General Session » GS-5 Language media processing

[3J4-GS-6c] 言語メディア処理:言語モデル

Thu. Jun 10, 2021 3:20 PM - 5:00 PM Room J (GS room 5)

座長:人見 雄太(Insight Edge)

3:20 PM - 3:40 PM

[3J4-GS-6c-01] Weight and Activation Ternarization in BERT

〇Soichiro Kaku1, Kyosuke Nishida1, Sen Yoshida1 (1. NTT Media Intelligence Laboratories, NTT Corporation)
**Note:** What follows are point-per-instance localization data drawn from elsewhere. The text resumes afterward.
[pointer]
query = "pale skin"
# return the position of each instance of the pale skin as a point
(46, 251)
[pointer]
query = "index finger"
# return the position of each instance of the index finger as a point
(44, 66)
Keywords:deep learning, language model, quantization

Quantization techniques that approximate float values with a small number of bits have been attracting attention to reduce the model size and speed of pre-trained language models such as BERT. On the other hand, quantization of activation (input to each layer) is mostly done with 8 bits, and it is empirically known that approximation with less than 8 bits is difficult to maintain accuracy.
In this study, we consider outliers in the intermediate representation of BERT to be a problem, and propose a ternarization method that can deal with outliers in the activation of each layer of the pre-trained BERT. Experimental results show that the ternarized model of weight and activation outperformed the previous method in language modeling and downstream tasks.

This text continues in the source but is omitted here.